A ball moving with velocity `2 ms^(-1)` collides head on with another stationary ball of double the mass. If the coefficient of restitution is `0.5`, then their velocities (in `ms^(-1)`) after collision will be

To solve the problem, we need to find the velocities of two balls after a head-on collision.

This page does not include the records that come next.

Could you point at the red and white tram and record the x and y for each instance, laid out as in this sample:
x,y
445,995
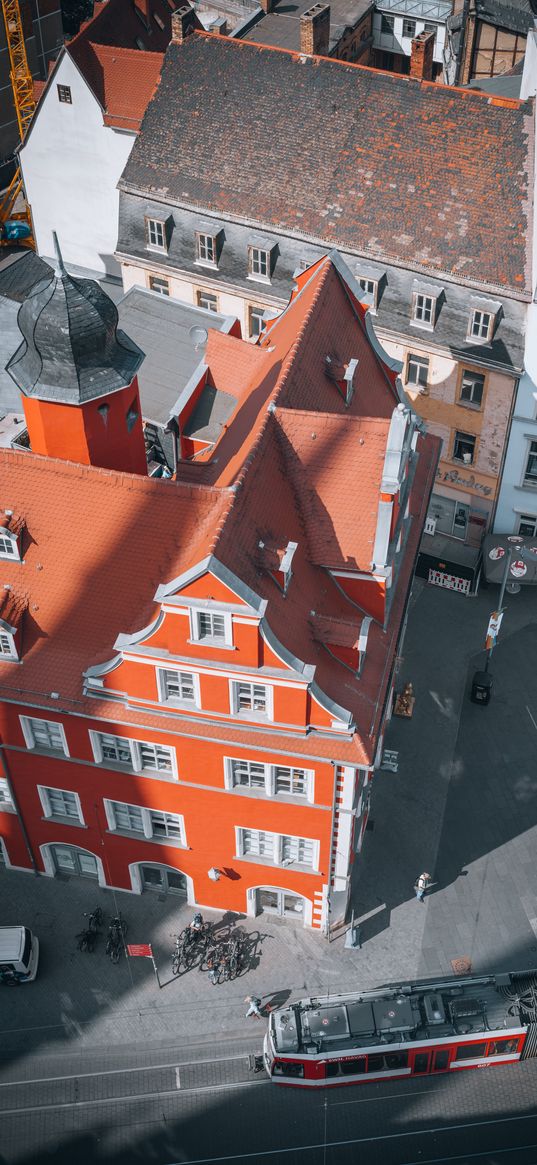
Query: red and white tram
x,y
404,1030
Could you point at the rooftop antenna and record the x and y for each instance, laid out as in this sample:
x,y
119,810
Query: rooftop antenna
x,y
198,336
58,269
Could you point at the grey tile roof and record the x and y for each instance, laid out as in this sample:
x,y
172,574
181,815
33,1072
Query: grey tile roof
x,y
352,157
162,327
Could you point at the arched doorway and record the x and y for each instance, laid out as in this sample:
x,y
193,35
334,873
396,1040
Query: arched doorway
x,y
269,899
161,878
72,861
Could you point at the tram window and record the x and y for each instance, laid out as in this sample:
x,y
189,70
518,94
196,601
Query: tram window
x,y
471,1051
502,1046
288,1068
353,1067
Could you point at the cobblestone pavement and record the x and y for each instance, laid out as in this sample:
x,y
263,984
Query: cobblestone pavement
x,y
463,805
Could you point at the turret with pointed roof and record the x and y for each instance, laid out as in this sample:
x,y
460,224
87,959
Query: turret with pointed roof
x,y
77,374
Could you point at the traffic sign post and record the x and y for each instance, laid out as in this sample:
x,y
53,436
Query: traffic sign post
x,y
143,951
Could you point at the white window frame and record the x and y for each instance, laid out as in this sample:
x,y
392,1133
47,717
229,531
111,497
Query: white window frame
x,y
9,539
6,799
43,793
148,832
136,760
29,739
277,849
196,636
206,249
528,484
424,303
474,322
163,698
259,258
153,245
268,714
269,778
8,640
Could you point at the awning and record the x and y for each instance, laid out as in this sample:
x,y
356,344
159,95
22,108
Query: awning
x,y
523,567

We have the following information: - A ball of mass \( m \) is moving with a velocity \( u_1 = 2 \, \text{m/s} \). - A stationary ball of mass \( 2m \) has an initial velocity \( u_2 = 0 \, \text{m/s} \). - The coefficient of restitution \( e = 0.5 \). ### Step 1: Apply the Conservation of Momentum The total momentum before the collision must equal the total momentum after the collision. **Before Collision:** \[ \text{Initial Momentum} = m \cdot u_1 + 2m \cdot u_2 = m \cdot 2 + 2m \cdot 0 = 2m \] **After Collision:** Let \( v_1 \) be the velocity of the first ball (mass \( m \)) after the collision, and \( v_2 \) be the velocity of the second ball (mass \( 2m \)) after the collision. \[ \text{Final Momentum} = m \cdot v_1 + 2m \cdot v_2 \] Setting the initial momentum equal to the final momentum: \[ 2m = m \cdot v_1 + 2m \cdot v_2 \] Dividing through by \( m \): \[ 2 = v_1 + 2v_2 \quad \text{(Equation 1)} \] ### Step 2: Apply the Coefficient of Restitution The coefficient of restitution \( e \) is defined as the ratio of the relative velocity of separation to the relative velocity of approach. \[ e = \frac{\text{Velocity of separation}}{\text{Velocity of approach}} \] The velocity of separation is given by \( v_2 - v_1 \) (since \( v_2 \) is in the direction of the positive velocity after the collision and \( v_1 \) is in the opposite direction). The velocity of approach is given by \( u_1 - u_2 = 2 - 0 = 2 \). Using the coefficient of restitution: \[ 0.5 = \frac{v_2 - v_1}{2} \] Multiplying both sides by 2: \[ v_2 - v_1 = 1 \quad \text{(Equation 2)} \] ### Step 3: Solve the Equations Now we have two equations: 1. \( v_1 + 2v_2 = 2 \) (Equation 1) 2. \( v_2 - v_1 = 1 \) (Equation 2) From Equation 2, we can express \( v_2 \) in terms of \( v_1 \): \[ v_2 = v_1 + 1 \] ### Step 4: Substitute \( v_2 \) into Equation 1 Substituting \( v_2 \) into Equation 1: \[ v_1 + 2(v_1 + 1) = 2 \] \[ v_1 + 2v_1 + 2 = 2 \] \[ 3v_1 + 2 = 2 \] \[ 3v_1 = 0 \] \[ v_1 = 0 \, \text{m/s} \] ### Step 5: Find \( v_2 \) Now substituting \( v_1 \) back into the equation for \( v_2 \): \[ v_2 = 0 + 1 = 1 \, \text{m/s} \] ### Final Result Thus, the velocities after the collision are: - \( v_1 = 0 \, \text{m/s} \) (the first ball comes to rest) - \( v_2 = 1 \, \text{m/s} \) (the second ball moves with this velocity)